First snowfall for Colorado high country whets winter appetite
Aspen Times and Vail Daily
Coloradans woke up to white stuff across the high country on Thursday morning as a low-pressure system followed moisture from Tropical Storm Kay.
It was the first snowfall of the season.
“It’s always exciting to see snow on the high peaks. It gets people psyched up for ski season,” Aspen Snowmass Vice President of Communications Jeff Hanle said on Thursday, adding that while September snow is not uncommon, it rarely lasts.
Aspen Skiing Co. has already begun its winter preparations in minor ways, such as getting snow machines ready, brushing the slopes and cleaning burn piles. Snowmaking typically does not start until Nov. 1, Hanle said.
“We want to make sure that when we do make snow, it’s going to stick around,” he explained. “If we see an extended period where we might have cold temperatures, we will make snow. But, typically, we don’t make snow to try and race out of the gate.”

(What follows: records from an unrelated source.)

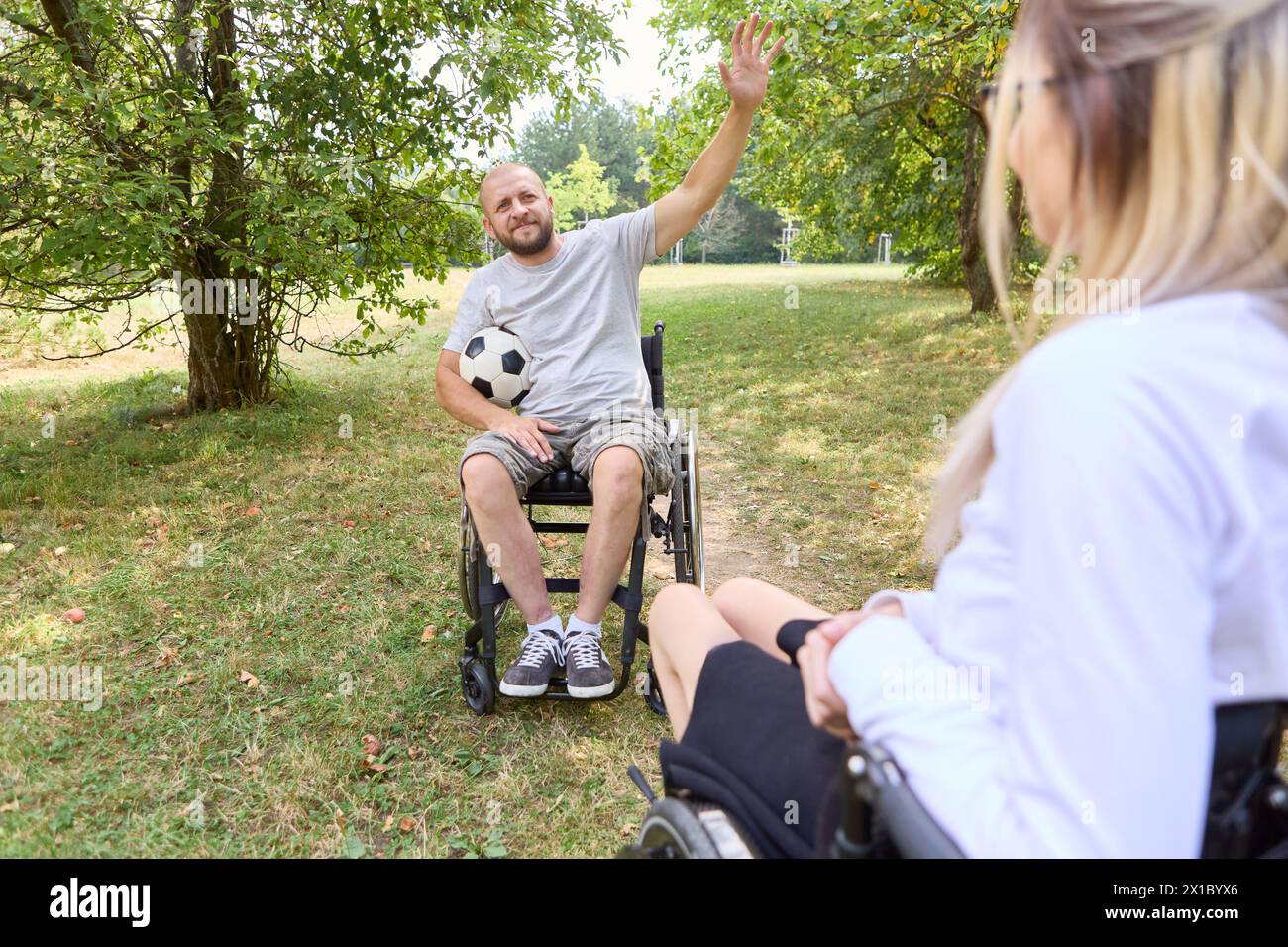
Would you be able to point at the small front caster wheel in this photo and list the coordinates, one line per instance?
(478, 686)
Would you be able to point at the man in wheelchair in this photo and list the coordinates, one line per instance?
(574, 299)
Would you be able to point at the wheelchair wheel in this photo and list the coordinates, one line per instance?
(687, 517)
(478, 686)
(675, 828)
(467, 574)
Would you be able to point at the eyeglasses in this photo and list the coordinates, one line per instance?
(986, 101)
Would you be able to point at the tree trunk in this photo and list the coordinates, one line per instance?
(230, 363)
(974, 262)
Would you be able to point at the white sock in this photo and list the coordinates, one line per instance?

If there are cold temperatures, he said, SkiCo will likely begin testing out the snowmaking machines.
Longtime Aspen resident Jim Markalunas recalled one of the earliest snowstorms in his lifetime — the Labor Day snowstorm of 1961.

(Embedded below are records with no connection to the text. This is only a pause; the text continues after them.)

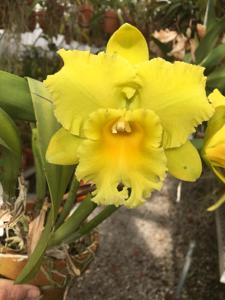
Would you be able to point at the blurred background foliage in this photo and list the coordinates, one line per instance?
(187, 30)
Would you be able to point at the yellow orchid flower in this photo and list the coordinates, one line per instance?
(126, 119)
(214, 142)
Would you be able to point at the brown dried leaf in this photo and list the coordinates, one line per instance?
(165, 36)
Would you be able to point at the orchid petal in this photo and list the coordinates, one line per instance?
(86, 83)
(133, 159)
(130, 43)
(184, 162)
(217, 99)
(62, 149)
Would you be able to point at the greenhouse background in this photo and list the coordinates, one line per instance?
(173, 246)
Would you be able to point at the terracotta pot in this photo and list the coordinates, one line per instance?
(85, 15)
(110, 21)
(42, 19)
(55, 274)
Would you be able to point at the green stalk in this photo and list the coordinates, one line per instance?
(69, 202)
(73, 222)
(88, 227)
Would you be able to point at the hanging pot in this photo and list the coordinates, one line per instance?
(55, 273)
(85, 15)
(110, 21)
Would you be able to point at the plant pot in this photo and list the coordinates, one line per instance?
(110, 21)
(85, 15)
(42, 19)
(55, 274)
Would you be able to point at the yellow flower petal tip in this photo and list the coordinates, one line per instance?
(184, 162)
(122, 156)
(176, 92)
(129, 42)
(62, 149)
(217, 99)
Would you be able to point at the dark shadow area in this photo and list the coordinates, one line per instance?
(193, 223)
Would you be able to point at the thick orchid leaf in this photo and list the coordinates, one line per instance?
(15, 97)
(10, 149)
(210, 40)
(39, 166)
(58, 177)
(73, 222)
(210, 15)
(216, 79)
(214, 57)
(35, 260)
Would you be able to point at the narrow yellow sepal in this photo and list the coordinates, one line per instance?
(217, 204)
(62, 149)
(129, 42)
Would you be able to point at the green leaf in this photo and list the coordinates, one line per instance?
(210, 15)
(58, 177)
(216, 79)
(15, 97)
(39, 167)
(214, 57)
(70, 201)
(209, 41)
(10, 150)
(73, 222)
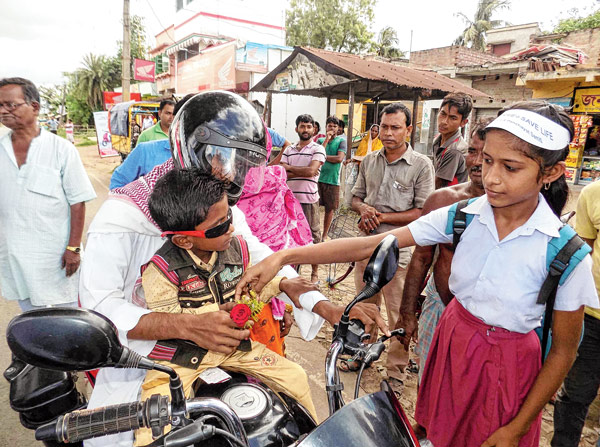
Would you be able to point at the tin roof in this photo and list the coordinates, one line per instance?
(329, 74)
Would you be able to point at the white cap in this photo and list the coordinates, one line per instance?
(533, 128)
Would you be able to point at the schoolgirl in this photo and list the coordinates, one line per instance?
(484, 383)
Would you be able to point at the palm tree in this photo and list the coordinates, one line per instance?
(93, 79)
(387, 43)
(474, 34)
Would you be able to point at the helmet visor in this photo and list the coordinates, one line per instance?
(244, 168)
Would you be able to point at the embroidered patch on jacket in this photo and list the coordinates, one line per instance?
(268, 360)
(229, 274)
(192, 283)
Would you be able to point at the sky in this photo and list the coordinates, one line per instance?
(40, 40)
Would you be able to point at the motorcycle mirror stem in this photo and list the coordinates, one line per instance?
(380, 270)
(71, 339)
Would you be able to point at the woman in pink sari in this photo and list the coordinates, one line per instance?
(274, 215)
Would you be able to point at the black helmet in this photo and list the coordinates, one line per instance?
(223, 134)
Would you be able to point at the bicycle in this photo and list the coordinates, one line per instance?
(344, 224)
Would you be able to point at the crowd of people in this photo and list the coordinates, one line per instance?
(200, 213)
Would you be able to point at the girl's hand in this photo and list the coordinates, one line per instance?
(503, 437)
(257, 276)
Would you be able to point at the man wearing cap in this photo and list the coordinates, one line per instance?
(160, 130)
(449, 147)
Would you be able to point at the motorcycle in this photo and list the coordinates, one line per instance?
(238, 413)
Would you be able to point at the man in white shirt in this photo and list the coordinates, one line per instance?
(123, 237)
(43, 190)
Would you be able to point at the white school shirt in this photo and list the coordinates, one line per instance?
(120, 240)
(499, 281)
(35, 218)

“The trees knocked down the power lines. The entire upper Roaring Fork Valley was without electricity,” he said. “It was a disaster snowstorm.”
The National Weather Service’s Grand Junction office said Wednesday night saw the most moisture the area is likely to see in this storm cycle. A flash-flood warning in Glenwood Canyon temporarily closed Interstate 70 around 8 p.m., Wednesday.
“What went through the last couple of days was somewhat unique because the first half of it, Tuesday and some of Wednesday precipitation, was drawing on some very deep tropical moisture from what had been Tropical Storm Kay,” said Meteorologist Brianna Bealo with the National Weather Service’s Grand Junction office on Thursday afternoon.
“The low pressure that’s working through now has made it so the temperatures are a lot colder, which has allowed the snow to happen,” she said.
The showers could remain in the area for a few days, but those showers aren’t related to Tropical Storm Kay, she said.
“The remaining showers that we’re seeing (Thursday) and (Friday) are more normal for this time of year; they’re associated with what’s known as an upper-level trough — a big area of low pressure higher up in the atmosphere that’s allowing these rain showers to bubble up,” Bealo said.
On Thursday morning, the National Weather Service’s Grand Junction office issued a Hazardous Weather Outlook for the area, saying daily thunderstorm development will continue through the end of the week, “particularly along and north of I-70.”